Despite eschewing a time limit, the Canadian guidelines do offer some concrete advice for parents, including: Make a family media plan and stick to it; discourage media multitasking, especially during homework time; obtain your children and teenagers’ passwords to ensure they’re using digital media safely; and, whenever possible, watch digital media with your children.

Anna Foat, 43, has already found a way to follow the CPS’s advice on co-viewing digital online content with her sons Jack, 7, and Dylan, 5.

After the boys kept stumbling on tasteless YouTube videos, she began hooking a digital device up to the big-screen TV in her family’s living room in London so she could keep an eye on what they were watching.

“I’ve tried 18 ways from Sunday to try to allow them a little bit of freedom without having them go in to the cesspool that can be YouTube, but I haven’t found another way to do anything around content,” Ms. Foat said. “Yes, time is important – I don’t want them burning their eyeballs out all day – but I’m more worried that they’re going to watch something that’s really inappropriate.”

Controlling the quality and quantity of screen time in her home has been a challenge, Ms. Foat admitted. Sometimes, there are tears and tantrums when she takes away the boys’ tablets or shuts off Fortnite, an online video game that is popular with her eldest son and his friends.

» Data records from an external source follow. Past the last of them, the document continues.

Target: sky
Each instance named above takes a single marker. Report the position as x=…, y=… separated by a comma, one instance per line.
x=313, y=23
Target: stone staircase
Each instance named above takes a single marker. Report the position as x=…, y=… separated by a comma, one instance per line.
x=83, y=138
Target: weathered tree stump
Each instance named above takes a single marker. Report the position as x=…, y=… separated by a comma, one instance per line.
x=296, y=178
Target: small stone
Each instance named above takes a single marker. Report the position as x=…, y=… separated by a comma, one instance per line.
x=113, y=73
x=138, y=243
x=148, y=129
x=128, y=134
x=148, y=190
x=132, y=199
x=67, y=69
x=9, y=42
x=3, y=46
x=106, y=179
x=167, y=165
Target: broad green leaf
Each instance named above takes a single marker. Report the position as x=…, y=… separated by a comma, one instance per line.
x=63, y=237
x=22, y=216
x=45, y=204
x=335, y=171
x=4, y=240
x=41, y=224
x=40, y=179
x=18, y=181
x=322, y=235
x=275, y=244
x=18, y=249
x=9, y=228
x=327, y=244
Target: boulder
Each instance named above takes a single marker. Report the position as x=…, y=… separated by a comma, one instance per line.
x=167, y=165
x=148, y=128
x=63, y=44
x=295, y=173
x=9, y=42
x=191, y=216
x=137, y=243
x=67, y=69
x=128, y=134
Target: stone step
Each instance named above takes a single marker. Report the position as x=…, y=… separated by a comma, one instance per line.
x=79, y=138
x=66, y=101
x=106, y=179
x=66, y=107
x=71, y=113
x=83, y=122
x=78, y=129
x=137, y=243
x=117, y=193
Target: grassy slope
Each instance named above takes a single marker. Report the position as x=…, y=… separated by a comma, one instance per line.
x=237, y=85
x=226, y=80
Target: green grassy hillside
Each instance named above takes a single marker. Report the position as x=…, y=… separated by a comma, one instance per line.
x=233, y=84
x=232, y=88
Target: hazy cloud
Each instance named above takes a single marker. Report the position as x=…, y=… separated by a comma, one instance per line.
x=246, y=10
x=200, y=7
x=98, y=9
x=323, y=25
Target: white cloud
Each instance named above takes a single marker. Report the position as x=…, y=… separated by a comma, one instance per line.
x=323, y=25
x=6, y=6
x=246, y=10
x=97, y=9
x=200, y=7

Another of Ms. Foat’s tactics is filling the boys’ time with activities. It’s part of the reason the family joined the local YMCA.

The CPS guideline encourages that approach. It says parents should prioritize their kids’ sleep (nine to 12 hours a night, depending on age), physical activity (at least an hour of the vigorous kind daily) and time with friends and family, including screen-free meals.

If parents manage to achieve those goals, their children won’t have much time left over for screens, Dr. Ponti said.

“Screens aren’t going anywhere,” she said. “So the number one thing that parents can do is prioritize – prioritize all the things in our lives that we know lead to good health.”